Studies of this model have shown that mental health integration improves access to mental health services and mental health treatment outcomes and has higher patient and provider satisfaction.17 We were also influenced by the construct of the patient aligned care team (PACT) social worker who, in this veteran-centered approach, often functions as a care coordinator. Social work responsibilities include assessment of patients’ stressors including adjusting to the medical conditions, identifying untreated or undertreated mental health or substance abuse issues, economic instability, legal problems, and inadequate housing and transportation, which can often be exacerbated during cancer treatment.18
We screened for distress-related needs that included mental health concerns, physical needs including uncontrolled symptoms or adverse effects of cancer treatment, physical function complaints (eg, pain and fatigue), nutrition concerns, treatment or care related concerns, family and caregiver needs, along with financial challenges (housing and food) and insurance-related support. The goal of this article is to describe the development and implementation of this VA-specific distress screening program and reflect on the lessons learned for the application of streamlined distress screening and triage in similar settings throughout the VA health system and other similar settings.
Methods
This institutional review board at JBVAMC reviewed and exempted this quality improvement program using the SQUIRE framework.19 It was led by a group of palliative care clinicians, psychologists, and administrators who have worked with the oncology service for many years, primarily in the care of hospitalized patients. Common palliative care services include providing care for patients with serious illness diagnosis through the illness trajectory.
Setting
At the start of this program, we assessed the current clinic workflow to determine how to best screen and assist veterans experiencing distress. We met with team members individually to identify the best method of clinic integration, including attending medical oncologists, medical oncology fellows, psychology interns, oncology nursing staff, the oncology nurse coordinator, and clinic clerks.
The JBVAMC provides cancer care through 4 half-day medical hematology-oncology clinics that serve about 50 patients per half-day clinic. The clinics are staffed by hematology-oncology fellows supervised by hematology-oncology attending physicians, who are affiliated with 2 academic medical centers. These clinics are staffed by 3 registered nurses (RNs) and a licensed practical nurse (LPN) and are adjacent to a chemotherapy infusion clinic with unique nursing staff. The JBVAMC also provides a variety of supportive care services, including extensive mental health and substance use treatment, physical and occupational therapy, acupuncture, nutrition, social work, and housing services.

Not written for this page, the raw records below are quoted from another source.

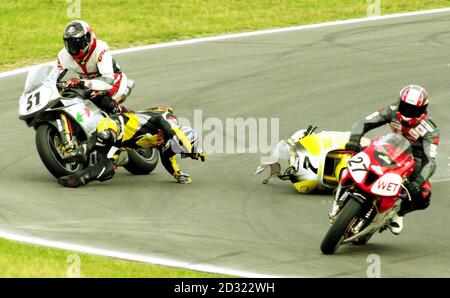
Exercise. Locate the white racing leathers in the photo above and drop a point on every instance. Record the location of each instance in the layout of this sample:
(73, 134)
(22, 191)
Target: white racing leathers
(97, 67)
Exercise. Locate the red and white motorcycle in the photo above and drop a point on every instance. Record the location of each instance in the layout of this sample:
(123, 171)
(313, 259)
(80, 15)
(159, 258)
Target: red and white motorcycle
(368, 195)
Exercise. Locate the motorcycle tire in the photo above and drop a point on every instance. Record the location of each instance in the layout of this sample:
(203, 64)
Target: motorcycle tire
(337, 231)
(142, 161)
(48, 152)
(363, 240)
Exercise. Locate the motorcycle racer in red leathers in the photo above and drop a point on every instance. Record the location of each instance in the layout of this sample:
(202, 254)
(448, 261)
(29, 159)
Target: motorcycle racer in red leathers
(408, 117)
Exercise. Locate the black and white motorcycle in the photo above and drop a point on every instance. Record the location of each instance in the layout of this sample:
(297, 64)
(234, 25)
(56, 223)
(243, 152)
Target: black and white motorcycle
(63, 118)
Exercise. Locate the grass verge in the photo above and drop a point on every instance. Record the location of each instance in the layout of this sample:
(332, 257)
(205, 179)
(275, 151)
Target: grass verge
(24, 260)
(31, 30)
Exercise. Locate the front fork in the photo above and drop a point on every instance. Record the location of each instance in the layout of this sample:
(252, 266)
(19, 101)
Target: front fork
(65, 131)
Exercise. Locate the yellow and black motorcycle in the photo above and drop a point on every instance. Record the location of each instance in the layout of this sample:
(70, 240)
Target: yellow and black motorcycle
(313, 161)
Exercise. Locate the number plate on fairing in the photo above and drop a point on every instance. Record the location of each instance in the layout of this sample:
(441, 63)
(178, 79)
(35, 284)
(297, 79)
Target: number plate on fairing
(388, 185)
(358, 166)
(34, 101)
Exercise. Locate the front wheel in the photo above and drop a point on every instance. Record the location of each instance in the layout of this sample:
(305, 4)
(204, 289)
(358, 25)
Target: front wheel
(142, 161)
(50, 148)
(338, 231)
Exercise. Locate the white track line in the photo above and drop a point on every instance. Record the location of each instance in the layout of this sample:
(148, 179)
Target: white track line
(168, 262)
(248, 34)
(130, 256)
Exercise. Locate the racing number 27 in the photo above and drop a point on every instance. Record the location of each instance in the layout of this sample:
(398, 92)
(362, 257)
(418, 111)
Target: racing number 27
(36, 97)
(357, 161)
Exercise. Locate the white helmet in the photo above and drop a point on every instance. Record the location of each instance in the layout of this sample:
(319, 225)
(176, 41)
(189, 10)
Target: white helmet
(177, 146)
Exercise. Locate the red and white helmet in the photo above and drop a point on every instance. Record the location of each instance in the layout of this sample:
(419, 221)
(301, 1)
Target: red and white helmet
(78, 38)
(413, 103)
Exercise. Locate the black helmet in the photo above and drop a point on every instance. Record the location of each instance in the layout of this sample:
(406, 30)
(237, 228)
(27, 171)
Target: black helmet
(413, 103)
(78, 38)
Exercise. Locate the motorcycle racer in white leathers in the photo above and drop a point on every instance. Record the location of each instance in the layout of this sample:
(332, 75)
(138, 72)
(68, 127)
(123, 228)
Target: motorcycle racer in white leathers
(91, 59)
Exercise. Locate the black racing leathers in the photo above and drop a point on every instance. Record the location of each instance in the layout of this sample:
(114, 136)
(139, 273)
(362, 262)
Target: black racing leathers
(424, 138)
(146, 129)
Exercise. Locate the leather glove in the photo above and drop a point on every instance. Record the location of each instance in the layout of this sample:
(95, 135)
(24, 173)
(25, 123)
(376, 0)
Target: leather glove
(199, 155)
(182, 178)
(72, 83)
(78, 155)
(353, 146)
(415, 187)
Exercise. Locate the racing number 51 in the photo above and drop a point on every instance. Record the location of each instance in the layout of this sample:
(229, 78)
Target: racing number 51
(36, 97)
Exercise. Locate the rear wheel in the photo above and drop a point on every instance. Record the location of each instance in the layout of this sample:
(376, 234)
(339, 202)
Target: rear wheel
(50, 148)
(142, 161)
(363, 240)
(340, 229)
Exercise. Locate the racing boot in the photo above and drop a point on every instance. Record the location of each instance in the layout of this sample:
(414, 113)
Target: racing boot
(78, 155)
(101, 171)
(396, 225)
(182, 178)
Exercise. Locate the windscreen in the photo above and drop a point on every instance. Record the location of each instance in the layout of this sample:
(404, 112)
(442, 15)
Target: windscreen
(392, 149)
(36, 76)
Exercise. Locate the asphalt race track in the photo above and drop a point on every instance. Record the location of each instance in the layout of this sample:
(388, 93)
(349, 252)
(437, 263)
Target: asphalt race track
(329, 77)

Following our assessment, it was evident that there were a low number of referrals from oncology clinics to supportive care services, mostly due to lack of knowledge of resources and unclear referral procedures.
Based on clinical volume, we determined that our screening program could best be implemented through a stepped approach beginning in one clinic and expanding thereafter. We began by having a palliative care physician and health psychology intern embedded in 1 weekly half-day clinic and a health psychology intern embedded in a second weekly half-day clinic. Our program included 2 health psychology interns (for each academic year of the program) who were supervised by a JBVA health psychologist.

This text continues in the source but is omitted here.